How Maximize Conversions Works
Maximize Conversions is a fully automated Smart Bidding strategy in Google Ads. Instead of requiring a target cost-per-action, it simply aims to maximize the total number of conversions within your set daily budget. Google's algorithm sets bids dynamically at each auction based on predicted conversion probability, raising bids aggressively for high-probability opportunities and reducing bids where conversion likelihood is low. The campaign will spend its full budget regardless of whether conversion costs are high or low.
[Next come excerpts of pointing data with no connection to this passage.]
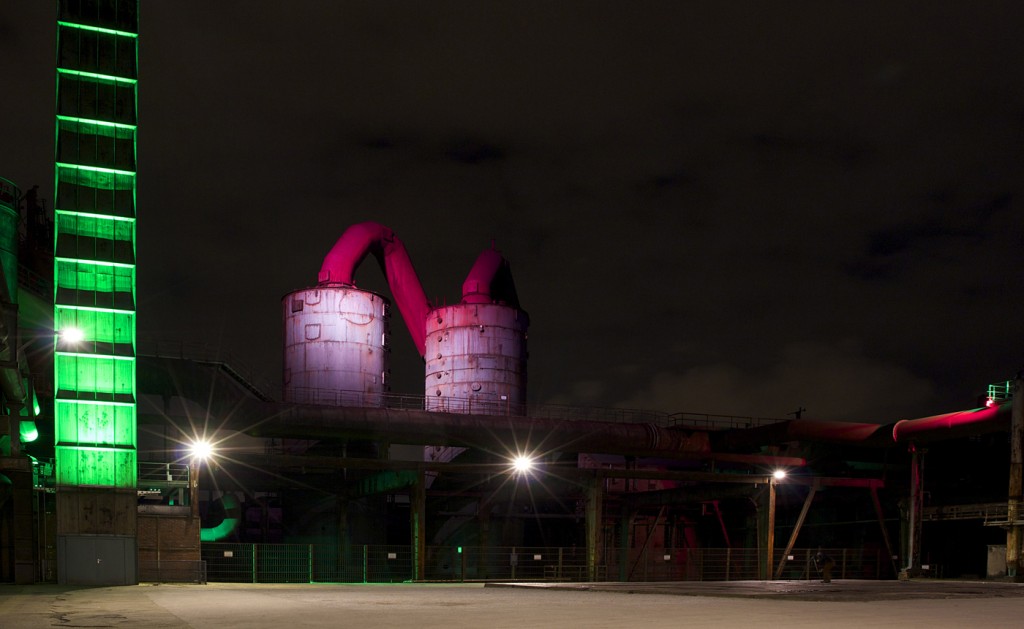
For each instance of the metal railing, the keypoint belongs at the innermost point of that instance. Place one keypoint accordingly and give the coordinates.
(380, 563)
(178, 571)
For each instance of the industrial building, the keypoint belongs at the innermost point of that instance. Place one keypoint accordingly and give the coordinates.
(337, 477)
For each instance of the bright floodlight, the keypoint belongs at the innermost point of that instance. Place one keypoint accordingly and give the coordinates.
(201, 450)
(522, 464)
(72, 335)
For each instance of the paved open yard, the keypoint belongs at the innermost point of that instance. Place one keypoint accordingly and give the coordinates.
(842, 603)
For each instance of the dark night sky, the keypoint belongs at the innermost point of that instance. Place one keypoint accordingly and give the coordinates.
(714, 207)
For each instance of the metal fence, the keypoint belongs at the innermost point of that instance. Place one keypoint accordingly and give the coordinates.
(377, 563)
(172, 572)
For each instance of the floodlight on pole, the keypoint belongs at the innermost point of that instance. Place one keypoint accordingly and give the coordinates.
(522, 464)
(201, 450)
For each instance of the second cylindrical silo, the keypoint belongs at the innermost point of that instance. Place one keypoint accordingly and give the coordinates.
(336, 346)
(476, 359)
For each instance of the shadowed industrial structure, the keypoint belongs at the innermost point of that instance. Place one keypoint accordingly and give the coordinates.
(98, 487)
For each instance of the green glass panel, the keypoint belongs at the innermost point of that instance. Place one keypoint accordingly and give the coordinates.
(98, 326)
(95, 423)
(92, 277)
(94, 236)
(88, 143)
(121, 15)
(94, 374)
(95, 192)
(93, 51)
(95, 466)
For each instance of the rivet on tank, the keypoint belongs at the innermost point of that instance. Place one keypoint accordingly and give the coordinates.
(476, 349)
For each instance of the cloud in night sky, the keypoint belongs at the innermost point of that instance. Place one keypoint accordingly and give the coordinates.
(708, 207)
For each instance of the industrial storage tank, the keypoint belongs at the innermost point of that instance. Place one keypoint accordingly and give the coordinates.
(475, 351)
(336, 346)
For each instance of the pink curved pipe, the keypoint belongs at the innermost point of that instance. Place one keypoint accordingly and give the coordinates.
(951, 425)
(358, 240)
(489, 280)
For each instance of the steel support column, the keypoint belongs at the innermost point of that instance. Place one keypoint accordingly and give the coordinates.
(1015, 489)
(770, 530)
(418, 513)
(796, 529)
(915, 512)
(595, 497)
(882, 525)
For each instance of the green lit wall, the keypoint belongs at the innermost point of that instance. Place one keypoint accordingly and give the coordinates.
(94, 245)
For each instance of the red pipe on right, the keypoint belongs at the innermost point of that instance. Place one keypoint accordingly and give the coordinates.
(953, 425)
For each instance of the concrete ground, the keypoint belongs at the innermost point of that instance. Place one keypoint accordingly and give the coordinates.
(777, 603)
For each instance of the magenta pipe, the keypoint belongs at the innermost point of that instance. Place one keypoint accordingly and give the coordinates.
(476, 288)
(952, 425)
(358, 240)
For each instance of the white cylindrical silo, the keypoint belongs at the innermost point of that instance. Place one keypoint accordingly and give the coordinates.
(336, 346)
(476, 359)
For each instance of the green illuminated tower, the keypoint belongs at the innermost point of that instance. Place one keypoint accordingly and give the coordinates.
(94, 290)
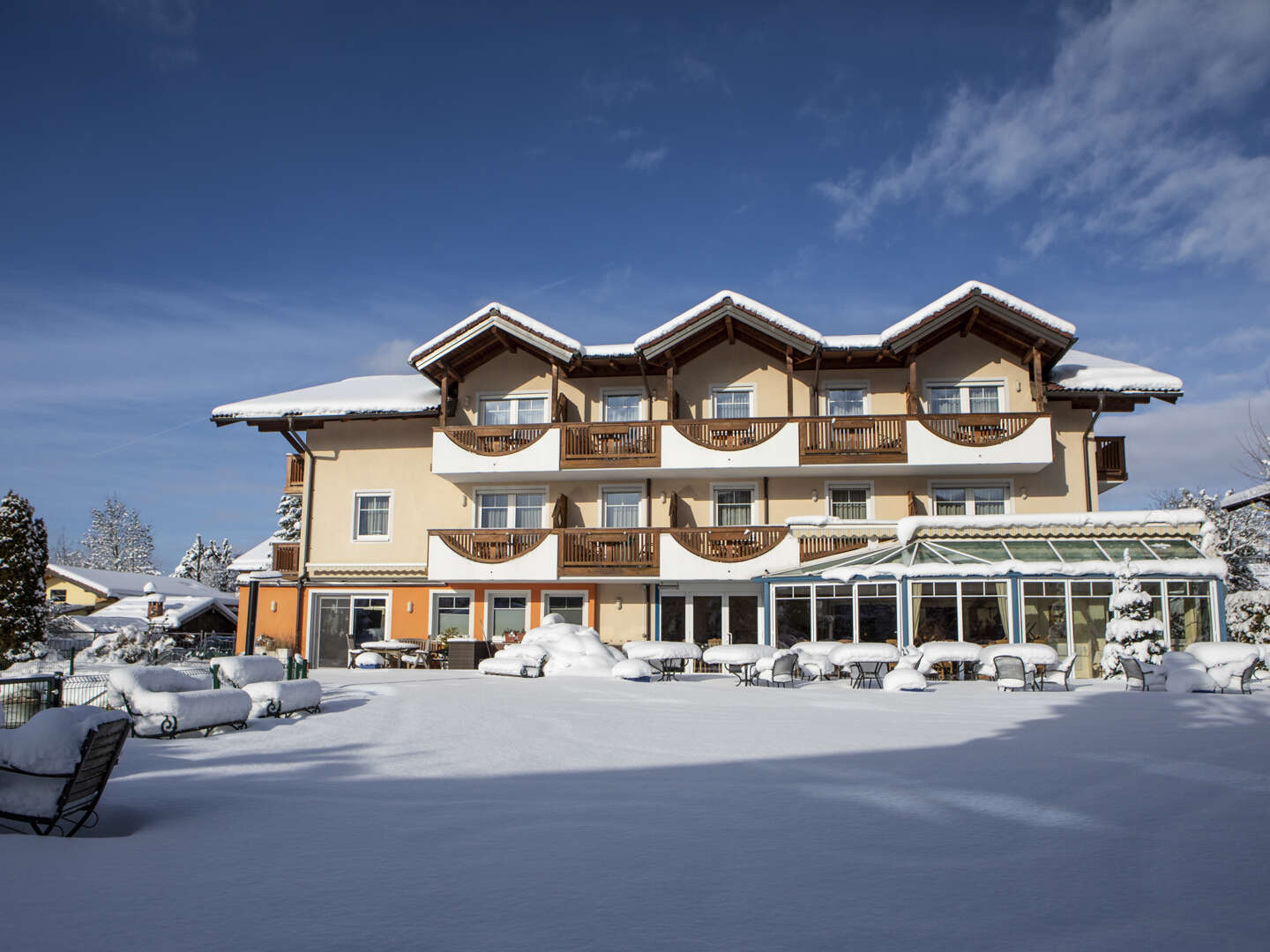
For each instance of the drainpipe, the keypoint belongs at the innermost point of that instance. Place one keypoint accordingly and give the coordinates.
(1085, 447)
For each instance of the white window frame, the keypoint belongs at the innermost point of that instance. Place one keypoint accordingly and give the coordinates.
(549, 593)
(715, 487)
(490, 594)
(528, 395)
(964, 391)
(623, 487)
(544, 522)
(968, 485)
(845, 385)
(357, 496)
(733, 387)
(623, 391)
(840, 484)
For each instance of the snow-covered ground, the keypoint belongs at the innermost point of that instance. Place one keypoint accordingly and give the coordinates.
(450, 810)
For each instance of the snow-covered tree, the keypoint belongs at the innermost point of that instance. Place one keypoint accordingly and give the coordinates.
(118, 539)
(1241, 536)
(1247, 616)
(1132, 629)
(208, 564)
(290, 509)
(23, 559)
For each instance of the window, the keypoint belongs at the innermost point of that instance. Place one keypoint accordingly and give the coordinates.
(371, 516)
(843, 401)
(966, 398)
(571, 607)
(510, 510)
(848, 502)
(969, 501)
(733, 505)
(620, 407)
(512, 410)
(732, 403)
(620, 508)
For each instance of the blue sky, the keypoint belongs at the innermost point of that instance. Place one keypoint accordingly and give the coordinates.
(207, 202)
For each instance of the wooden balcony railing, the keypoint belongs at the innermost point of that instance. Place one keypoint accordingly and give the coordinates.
(295, 473)
(730, 545)
(492, 545)
(609, 551)
(286, 559)
(978, 429)
(496, 441)
(827, 439)
(587, 444)
(1110, 460)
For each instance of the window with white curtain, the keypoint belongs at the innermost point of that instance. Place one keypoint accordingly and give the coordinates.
(512, 410)
(508, 510)
(371, 519)
(620, 508)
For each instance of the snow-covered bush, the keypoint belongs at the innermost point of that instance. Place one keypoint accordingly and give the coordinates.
(1132, 632)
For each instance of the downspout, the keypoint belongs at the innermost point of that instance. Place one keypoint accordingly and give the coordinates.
(1085, 447)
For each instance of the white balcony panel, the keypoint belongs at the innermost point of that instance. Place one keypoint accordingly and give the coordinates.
(681, 565)
(542, 456)
(1029, 452)
(680, 453)
(540, 564)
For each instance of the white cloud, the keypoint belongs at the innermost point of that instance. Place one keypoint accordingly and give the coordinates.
(1120, 138)
(646, 159)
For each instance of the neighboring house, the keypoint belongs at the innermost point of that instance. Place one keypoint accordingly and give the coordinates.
(90, 589)
(660, 487)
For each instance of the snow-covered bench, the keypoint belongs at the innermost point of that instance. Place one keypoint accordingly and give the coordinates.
(55, 767)
(164, 703)
(265, 680)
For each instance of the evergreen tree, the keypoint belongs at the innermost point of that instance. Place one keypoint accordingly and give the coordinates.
(118, 539)
(1132, 631)
(208, 564)
(23, 559)
(290, 509)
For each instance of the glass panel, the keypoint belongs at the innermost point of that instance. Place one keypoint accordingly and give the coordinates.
(983, 617)
(673, 617)
(833, 614)
(333, 617)
(621, 406)
(572, 608)
(707, 620)
(845, 401)
(848, 502)
(730, 404)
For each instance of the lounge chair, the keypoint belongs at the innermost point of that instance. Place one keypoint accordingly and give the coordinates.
(1012, 673)
(1059, 674)
(56, 787)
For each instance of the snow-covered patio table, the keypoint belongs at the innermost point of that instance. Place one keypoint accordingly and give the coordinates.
(666, 657)
(738, 658)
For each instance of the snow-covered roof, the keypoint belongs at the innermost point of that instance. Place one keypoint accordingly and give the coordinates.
(389, 395)
(133, 611)
(1084, 371)
(111, 584)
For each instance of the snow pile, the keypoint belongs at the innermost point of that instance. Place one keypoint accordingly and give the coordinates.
(49, 743)
(903, 680)
(572, 649)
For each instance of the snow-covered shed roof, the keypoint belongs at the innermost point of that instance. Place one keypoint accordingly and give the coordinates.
(381, 395)
(111, 584)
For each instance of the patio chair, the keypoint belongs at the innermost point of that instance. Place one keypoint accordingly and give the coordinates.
(781, 674)
(1058, 674)
(1012, 673)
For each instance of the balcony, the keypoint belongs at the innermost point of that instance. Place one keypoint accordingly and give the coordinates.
(1109, 455)
(750, 446)
(295, 482)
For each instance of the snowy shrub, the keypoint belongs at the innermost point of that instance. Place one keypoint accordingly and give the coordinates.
(1132, 632)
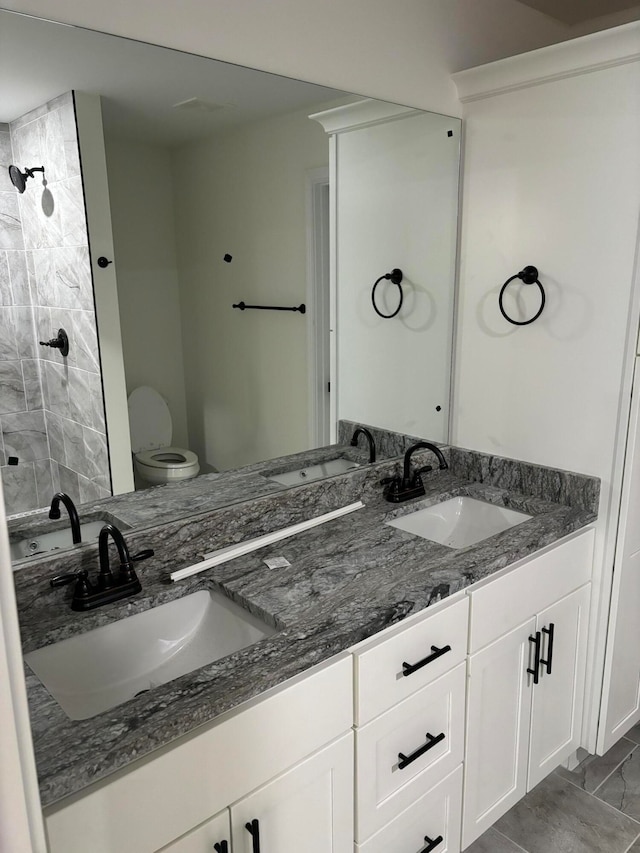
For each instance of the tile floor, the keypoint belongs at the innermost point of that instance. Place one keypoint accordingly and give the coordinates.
(592, 809)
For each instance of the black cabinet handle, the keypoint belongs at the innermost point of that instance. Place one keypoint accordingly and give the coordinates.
(550, 631)
(431, 843)
(253, 829)
(408, 668)
(432, 740)
(536, 665)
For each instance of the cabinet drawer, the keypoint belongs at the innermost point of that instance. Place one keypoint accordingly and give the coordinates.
(379, 671)
(434, 815)
(407, 750)
(527, 589)
(201, 840)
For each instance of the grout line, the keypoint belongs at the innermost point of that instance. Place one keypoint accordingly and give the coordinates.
(632, 843)
(515, 844)
(608, 805)
(617, 767)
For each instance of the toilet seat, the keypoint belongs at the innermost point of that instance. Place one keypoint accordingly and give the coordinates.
(155, 459)
(164, 457)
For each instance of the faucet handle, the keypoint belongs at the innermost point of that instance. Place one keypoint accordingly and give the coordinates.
(127, 572)
(142, 555)
(69, 577)
(83, 587)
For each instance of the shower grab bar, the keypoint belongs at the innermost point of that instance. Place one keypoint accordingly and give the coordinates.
(243, 306)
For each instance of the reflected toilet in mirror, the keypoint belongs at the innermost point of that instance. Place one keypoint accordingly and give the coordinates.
(155, 460)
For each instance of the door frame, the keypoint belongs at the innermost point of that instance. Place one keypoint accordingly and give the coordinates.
(318, 306)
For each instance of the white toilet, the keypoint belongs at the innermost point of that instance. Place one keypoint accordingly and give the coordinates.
(151, 428)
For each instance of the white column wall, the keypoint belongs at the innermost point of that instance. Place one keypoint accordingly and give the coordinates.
(141, 193)
(551, 178)
(396, 206)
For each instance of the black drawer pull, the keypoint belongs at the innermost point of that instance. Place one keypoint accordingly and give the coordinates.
(432, 740)
(431, 843)
(253, 829)
(536, 664)
(550, 631)
(408, 668)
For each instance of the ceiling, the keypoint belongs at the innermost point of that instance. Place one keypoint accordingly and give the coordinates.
(140, 84)
(580, 11)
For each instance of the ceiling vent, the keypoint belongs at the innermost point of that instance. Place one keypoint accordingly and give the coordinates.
(197, 105)
(578, 11)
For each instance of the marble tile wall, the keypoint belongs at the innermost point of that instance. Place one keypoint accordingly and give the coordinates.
(51, 407)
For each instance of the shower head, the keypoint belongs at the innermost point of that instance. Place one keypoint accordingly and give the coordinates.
(19, 179)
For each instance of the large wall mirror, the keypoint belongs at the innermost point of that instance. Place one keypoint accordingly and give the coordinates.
(208, 185)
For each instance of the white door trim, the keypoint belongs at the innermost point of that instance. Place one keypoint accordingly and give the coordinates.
(21, 827)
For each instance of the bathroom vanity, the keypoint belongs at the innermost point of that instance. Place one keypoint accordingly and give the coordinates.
(262, 742)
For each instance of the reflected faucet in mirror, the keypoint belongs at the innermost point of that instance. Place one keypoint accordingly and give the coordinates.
(372, 445)
(54, 512)
(411, 486)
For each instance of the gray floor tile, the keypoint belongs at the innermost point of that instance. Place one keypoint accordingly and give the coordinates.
(595, 768)
(557, 816)
(622, 788)
(493, 842)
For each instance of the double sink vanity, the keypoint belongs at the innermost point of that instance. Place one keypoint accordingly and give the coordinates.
(396, 680)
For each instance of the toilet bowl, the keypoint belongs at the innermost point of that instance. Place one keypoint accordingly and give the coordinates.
(155, 460)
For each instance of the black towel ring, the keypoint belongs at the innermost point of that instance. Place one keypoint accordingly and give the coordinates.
(395, 277)
(529, 275)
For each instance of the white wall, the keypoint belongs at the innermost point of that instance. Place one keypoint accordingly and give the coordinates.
(141, 193)
(246, 371)
(551, 179)
(396, 206)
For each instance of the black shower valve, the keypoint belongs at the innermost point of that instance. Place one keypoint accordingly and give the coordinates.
(61, 342)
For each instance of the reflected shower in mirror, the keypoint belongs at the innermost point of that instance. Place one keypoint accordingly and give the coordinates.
(206, 185)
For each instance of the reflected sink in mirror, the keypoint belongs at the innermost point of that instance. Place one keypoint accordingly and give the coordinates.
(313, 472)
(459, 522)
(96, 671)
(41, 543)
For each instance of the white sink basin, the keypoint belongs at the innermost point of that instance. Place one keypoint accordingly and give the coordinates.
(459, 522)
(31, 546)
(93, 672)
(314, 472)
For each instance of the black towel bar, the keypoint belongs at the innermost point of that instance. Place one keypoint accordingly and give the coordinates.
(243, 306)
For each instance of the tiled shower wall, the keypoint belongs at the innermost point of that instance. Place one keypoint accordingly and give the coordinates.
(51, 408)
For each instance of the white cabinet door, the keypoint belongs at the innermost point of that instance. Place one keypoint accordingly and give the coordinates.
(309, 808)
(214, 836)
(556, 716)
(498, 718)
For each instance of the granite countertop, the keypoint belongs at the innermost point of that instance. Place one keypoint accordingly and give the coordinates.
(348, 579)
(151, 506)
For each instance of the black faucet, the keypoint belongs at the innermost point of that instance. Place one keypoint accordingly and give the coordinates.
(403, 489)
(372, 445)
(54, 512)
(108, 587)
Why Maximize Conversions Matters for B2B Marketing
Maximize Conversions is the recommended starting strategy for new campaigns that lack sufficient conversion history for Target CPA (which requires ~30 conversions per month). It acts as a "data collection" phase — the algorithm learns from actual conversion events and builds signal for smarter strategies later. It's also useful for campaigns with unlimited budget objectives where the goal is pure volume, such as event registrations or content downloads with a fixed timeline.
Maximize Conversions: Best Practices & Strategic Application
The main risk of Maximize Conversions is cost inefficiency. Without a cost-per-action constraint, the algorithm may spend your budget on lower-quality conversions to fulfill its objective. For B2B advertisers, this can mean paying high CPAs for top-funnel form fills without any quality gating. The mitigation is to add a Target CPA constraint — converting the strategy to tCPA mode once you have 30+ conversions — or to optimize for a high-intent conversion action from the start.
Agency Perspective: Maximize Conversions in Practice
At MV3, we use Maximize Conversions as phase one of a three-step bidding progression: Maximize Conversions to build volume (weeks 1-4), Target CPA once conversion data is sufficient (weeks 5-12), and then Target ROAS or value-based tCPA with lead scores once downstream data is available. Skipping phase one and jumping to tCPA in new campaigns frequently causes under-delivery and stalled learning periods.